Guest Rachael L. Posted November 13, 2006 Posted November 13, 2006 My co-workers and I are currently working on a new transfer plan. The document has the plan set up as a multiple employer (with adopting employers). Each adopting employer has a separate set of eligibility requirements..and 3 out of the 4 adopting are a brother sister controlled group. The TPA that this plan is transferring from has been running this plan as three separate plans and has submitted 3 separate Form 5500s and related schedules. Now my understanding is that a multiple employer has only 1 Form 5500 submitted and controlled groups are tested together. Is this correct? Now if the employer decides to stick with the 3 separate plan setup... they will need to have 3 separate documents, one for multiple employer to cover the 4th company, correct? Any advice would be greatly appreciated!! -Rachael
Guest Ken C Posted November 14, 2006 Posted November 14, 2006 In my experience with multiple employer plans eligibility is determined as if there were only one employer. Per IRC 413© the plan must apply the minimum age and service requirements under 410(a) as if the employers are a single employer. As such, how can you have different eligibility requirements for each employer when you are required to treat the plan as one for eligibility purposes? The plan is only treated as having separate employers for testing purposes. The different employers can choose different testing methods - current yr vs prior yr - even safe harbor on non-safe harbor, but files 1 5500. In the past each employer filed separate schedule T, with schedule T gone 1 Schedule R is filed with line 9 boxes checked as needed to cover all ers.
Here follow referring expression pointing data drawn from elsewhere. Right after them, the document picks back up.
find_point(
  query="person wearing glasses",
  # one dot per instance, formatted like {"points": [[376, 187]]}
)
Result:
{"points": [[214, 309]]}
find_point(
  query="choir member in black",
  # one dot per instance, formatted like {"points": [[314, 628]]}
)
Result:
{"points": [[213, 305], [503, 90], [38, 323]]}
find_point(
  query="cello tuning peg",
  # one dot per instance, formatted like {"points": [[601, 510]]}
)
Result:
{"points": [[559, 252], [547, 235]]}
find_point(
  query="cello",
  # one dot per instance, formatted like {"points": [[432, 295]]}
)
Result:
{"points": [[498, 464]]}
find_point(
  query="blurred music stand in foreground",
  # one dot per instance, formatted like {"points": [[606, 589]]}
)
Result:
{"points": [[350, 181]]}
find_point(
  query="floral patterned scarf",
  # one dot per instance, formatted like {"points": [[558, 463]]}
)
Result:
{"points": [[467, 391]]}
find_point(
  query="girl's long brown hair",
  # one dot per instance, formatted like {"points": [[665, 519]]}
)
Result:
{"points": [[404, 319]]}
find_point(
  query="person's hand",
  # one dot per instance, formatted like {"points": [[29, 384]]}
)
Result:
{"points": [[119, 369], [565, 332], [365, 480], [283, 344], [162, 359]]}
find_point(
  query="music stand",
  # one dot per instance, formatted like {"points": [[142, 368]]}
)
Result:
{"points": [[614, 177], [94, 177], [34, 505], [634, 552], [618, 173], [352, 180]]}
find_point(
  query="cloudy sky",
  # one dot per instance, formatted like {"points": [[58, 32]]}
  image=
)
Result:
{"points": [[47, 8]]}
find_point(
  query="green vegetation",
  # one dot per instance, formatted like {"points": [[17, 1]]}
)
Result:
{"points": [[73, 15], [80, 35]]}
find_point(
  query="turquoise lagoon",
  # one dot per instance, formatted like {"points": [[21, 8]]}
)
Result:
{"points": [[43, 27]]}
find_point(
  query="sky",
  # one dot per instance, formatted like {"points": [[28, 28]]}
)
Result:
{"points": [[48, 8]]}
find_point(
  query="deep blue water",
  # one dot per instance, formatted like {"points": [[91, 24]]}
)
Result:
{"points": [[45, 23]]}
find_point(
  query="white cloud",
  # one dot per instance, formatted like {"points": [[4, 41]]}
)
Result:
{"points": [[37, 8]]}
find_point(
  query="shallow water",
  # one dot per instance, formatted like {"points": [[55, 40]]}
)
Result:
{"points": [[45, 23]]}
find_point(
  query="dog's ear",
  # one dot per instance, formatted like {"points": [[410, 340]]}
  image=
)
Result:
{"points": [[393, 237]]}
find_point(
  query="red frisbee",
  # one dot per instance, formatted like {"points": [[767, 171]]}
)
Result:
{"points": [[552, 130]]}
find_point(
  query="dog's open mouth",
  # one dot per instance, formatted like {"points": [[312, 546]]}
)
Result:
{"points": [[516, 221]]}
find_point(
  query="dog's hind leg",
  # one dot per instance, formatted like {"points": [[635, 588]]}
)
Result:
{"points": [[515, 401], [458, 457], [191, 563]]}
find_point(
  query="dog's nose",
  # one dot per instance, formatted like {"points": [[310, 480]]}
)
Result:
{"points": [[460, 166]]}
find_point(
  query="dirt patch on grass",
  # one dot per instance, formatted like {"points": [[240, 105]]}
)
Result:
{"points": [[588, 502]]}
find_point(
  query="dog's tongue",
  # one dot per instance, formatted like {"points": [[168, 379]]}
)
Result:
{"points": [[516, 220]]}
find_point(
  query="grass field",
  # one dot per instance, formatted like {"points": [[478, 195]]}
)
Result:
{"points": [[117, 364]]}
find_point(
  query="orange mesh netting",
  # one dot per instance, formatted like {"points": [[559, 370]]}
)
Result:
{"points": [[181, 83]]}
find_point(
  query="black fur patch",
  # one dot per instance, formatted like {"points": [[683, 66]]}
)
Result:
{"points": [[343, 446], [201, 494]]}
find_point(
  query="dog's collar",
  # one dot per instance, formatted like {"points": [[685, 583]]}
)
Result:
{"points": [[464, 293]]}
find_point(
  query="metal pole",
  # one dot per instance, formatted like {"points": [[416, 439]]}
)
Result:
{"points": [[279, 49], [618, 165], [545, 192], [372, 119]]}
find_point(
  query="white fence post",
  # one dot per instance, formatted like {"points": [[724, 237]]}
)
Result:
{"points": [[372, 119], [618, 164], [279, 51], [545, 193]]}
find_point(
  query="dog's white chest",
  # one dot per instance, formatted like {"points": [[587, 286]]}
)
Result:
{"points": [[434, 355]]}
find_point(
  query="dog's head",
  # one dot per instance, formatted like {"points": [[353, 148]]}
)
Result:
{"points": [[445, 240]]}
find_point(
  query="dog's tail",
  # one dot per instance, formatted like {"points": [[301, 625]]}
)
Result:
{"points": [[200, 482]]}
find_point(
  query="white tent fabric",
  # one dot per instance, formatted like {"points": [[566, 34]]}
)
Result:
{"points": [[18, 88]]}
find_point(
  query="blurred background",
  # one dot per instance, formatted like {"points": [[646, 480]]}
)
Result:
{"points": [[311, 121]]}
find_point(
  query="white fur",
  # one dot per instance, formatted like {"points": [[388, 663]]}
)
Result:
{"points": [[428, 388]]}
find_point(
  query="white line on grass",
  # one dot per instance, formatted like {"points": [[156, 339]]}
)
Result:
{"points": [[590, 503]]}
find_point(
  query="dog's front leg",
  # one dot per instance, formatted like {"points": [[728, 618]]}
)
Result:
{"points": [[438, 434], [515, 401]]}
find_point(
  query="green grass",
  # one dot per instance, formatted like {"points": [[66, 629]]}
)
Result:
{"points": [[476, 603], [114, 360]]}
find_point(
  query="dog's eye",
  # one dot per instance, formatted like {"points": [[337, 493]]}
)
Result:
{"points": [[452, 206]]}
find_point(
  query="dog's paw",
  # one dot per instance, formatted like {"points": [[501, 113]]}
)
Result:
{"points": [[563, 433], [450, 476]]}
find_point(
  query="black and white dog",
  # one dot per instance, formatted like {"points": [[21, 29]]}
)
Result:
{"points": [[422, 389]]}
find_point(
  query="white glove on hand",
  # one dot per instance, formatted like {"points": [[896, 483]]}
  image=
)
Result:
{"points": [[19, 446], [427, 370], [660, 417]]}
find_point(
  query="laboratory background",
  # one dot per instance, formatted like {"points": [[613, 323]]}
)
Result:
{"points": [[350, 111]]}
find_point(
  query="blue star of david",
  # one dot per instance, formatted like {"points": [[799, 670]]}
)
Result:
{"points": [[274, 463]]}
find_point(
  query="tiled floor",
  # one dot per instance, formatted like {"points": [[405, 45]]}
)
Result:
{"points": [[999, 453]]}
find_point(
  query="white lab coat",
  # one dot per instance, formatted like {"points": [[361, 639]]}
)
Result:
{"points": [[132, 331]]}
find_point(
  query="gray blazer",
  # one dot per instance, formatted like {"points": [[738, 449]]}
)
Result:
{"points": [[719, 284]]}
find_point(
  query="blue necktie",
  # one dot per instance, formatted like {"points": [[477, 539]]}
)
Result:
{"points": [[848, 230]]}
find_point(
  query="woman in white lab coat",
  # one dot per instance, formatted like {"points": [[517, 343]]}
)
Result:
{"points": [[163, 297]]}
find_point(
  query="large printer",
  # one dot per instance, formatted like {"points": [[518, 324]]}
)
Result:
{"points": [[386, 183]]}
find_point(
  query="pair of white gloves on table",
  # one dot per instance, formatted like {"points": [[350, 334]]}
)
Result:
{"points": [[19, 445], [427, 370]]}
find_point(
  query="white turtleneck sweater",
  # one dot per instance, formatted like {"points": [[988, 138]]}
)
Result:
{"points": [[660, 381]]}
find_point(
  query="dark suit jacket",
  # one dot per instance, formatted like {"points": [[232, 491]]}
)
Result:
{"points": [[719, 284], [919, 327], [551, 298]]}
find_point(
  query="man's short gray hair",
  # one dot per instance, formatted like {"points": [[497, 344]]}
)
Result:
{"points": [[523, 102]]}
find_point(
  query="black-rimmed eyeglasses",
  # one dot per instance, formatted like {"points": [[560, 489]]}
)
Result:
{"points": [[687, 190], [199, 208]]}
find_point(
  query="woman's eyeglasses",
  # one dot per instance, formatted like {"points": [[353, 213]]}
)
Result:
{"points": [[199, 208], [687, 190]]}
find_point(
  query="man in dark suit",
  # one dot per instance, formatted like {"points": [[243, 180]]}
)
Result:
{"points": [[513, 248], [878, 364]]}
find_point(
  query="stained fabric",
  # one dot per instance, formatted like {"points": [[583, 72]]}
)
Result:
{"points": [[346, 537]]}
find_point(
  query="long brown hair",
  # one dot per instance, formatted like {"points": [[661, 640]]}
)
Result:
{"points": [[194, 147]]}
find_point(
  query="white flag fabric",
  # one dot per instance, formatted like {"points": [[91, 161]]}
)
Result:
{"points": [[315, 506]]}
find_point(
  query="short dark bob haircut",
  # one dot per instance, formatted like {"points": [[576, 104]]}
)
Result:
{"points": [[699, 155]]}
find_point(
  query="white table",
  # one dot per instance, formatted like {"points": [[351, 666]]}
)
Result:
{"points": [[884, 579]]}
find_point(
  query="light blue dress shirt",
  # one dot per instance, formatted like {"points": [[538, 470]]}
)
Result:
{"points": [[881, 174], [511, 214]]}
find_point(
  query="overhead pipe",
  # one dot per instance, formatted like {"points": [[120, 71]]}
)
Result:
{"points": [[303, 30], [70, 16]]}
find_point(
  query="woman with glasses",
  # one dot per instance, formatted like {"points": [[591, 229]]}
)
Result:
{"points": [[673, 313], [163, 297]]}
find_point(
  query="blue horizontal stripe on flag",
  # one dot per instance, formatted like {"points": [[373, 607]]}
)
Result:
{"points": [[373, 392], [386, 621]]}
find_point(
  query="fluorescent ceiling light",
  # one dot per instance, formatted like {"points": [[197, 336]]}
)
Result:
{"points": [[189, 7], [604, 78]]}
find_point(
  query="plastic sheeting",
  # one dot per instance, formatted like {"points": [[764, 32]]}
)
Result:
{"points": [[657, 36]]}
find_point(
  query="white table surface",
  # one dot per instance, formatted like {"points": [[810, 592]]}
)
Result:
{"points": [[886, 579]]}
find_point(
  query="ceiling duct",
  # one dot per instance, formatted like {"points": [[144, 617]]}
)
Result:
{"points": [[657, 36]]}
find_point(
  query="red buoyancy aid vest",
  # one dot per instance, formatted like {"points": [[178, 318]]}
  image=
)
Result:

I am at a loss to decide how to now start filing only 1 5500 without generating letters for missing returns in the future - at the same time am curious how IRS or DOL didn't notice the connection between the multiple returns in the past. I am also concerned about new documents to continue treating as 3 plans without researching spin-off and successor plan issues. I have seen comments in the past from some who say a multiple employer plan is almost impossible to operate in compliance with all regulations - and I'm beginning to agree. - Good Luck.
rcline46 Posted November 14, 2006 Posted November 14, 2006 This may be a Master plan, not a Multiple Employer plan. It works here. However, for the controlled group, either each of the three members must constitute a 410(b) group on its own, OR there must be some aggregation of plans for testing. Now that is a fine mess you have.